His team was not making much else. It missed its first 10 shots and hit but 20 percent for the half. In its four road losses it is averaging just 50 points and shooting 33 percent.

Those numbers rise 20 percent at home, but tonight 10th-ranked Louisiana Tech provides the truest test of the Western Athletic Conference season at Stan Sheriff Center.

The Techsters (17-2 overall, 9-0 WAC) have won their last 15 and dropped just one WAC game since joining the conference last year. They are among the Top 20 nationally in defense and field-goal percentage defense.

So are the Rainbow Wahine (11-7, 5-4 WAC), whose defense held up on the road even as its offense went up in flames. Tulsa hit just 16 percent of its second-half shots and Goo came home insisting his team still had a shot at the top of the WAC.

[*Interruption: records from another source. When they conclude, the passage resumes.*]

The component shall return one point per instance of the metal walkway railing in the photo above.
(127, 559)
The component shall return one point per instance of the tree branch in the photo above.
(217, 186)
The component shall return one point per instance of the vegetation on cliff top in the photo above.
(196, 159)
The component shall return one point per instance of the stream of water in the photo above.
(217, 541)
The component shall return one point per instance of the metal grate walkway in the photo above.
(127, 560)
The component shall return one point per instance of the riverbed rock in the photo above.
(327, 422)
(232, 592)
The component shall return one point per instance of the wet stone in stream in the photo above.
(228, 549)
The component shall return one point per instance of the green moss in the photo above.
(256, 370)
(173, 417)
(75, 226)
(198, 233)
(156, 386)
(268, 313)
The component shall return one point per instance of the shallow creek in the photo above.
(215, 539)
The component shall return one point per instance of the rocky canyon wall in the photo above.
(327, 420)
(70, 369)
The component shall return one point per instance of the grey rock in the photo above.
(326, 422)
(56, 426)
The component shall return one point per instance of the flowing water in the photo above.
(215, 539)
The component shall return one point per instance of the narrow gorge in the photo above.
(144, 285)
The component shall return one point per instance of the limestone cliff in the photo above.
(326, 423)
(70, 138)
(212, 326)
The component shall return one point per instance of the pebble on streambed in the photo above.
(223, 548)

"If you go out on the road and lose by 20 you could be really discouraged," Goo said. "But when you put things in perspective ... if we even made one more basket in either game, it's as simple as that.

"The problem is mostly at the offensive end. As a coach I've got to be pretty happy that we played consistent defense every night. That shows character. We don't need 20 more points, we just need six or seven more or maybe just two more at the right time."

They need to give themselves that opportunity tonight, and Saturday against Southern Methodist. In the second half of the season, UH plays all four teams it lost to at home. Goo considers those the toughest teams in a remarkably balanced WAC.

He hasn't touched his defense this week. All he really wants to see now is the ball going in the basket. His players see it in their sleep, but need to do it with their eyes open.

"In the Tulsa game we executed very well, we just couldn't finish the shot," Jade Abele said.

"It felt like we could do everything," Natasja Allen agreed. "We just couldn't execute the shot."

The loss of Janka Gabrielova, Karena Greeny and Chelsea Wagner from last year's team has hurt. Gabrielova's offense was erratic but she was capable of scoring in bunches. Greeny was the WAC's best 3-point shooter and Wagner Hawai'i's best pure shooter.

But Louisiana Tech also lost three starters and brought in its biggest recruiting class ever (eight). It is still shooting down the WAC and has proved to be the only team good enough to win on the road. It is going for its 200th conference (including two previous affiliations) win tonight, against 13 losses.

"We have to come out with a little spark on offense," Allen says. "We can't care if they are No. 10, we have to take it to them and show they can't overlook a little school in the middle of the ocean."

OVER AND BACK: In their 29-year history, the Techsters have won three national titles, been to 13 final fours and are second in all-time victories to Tennessee.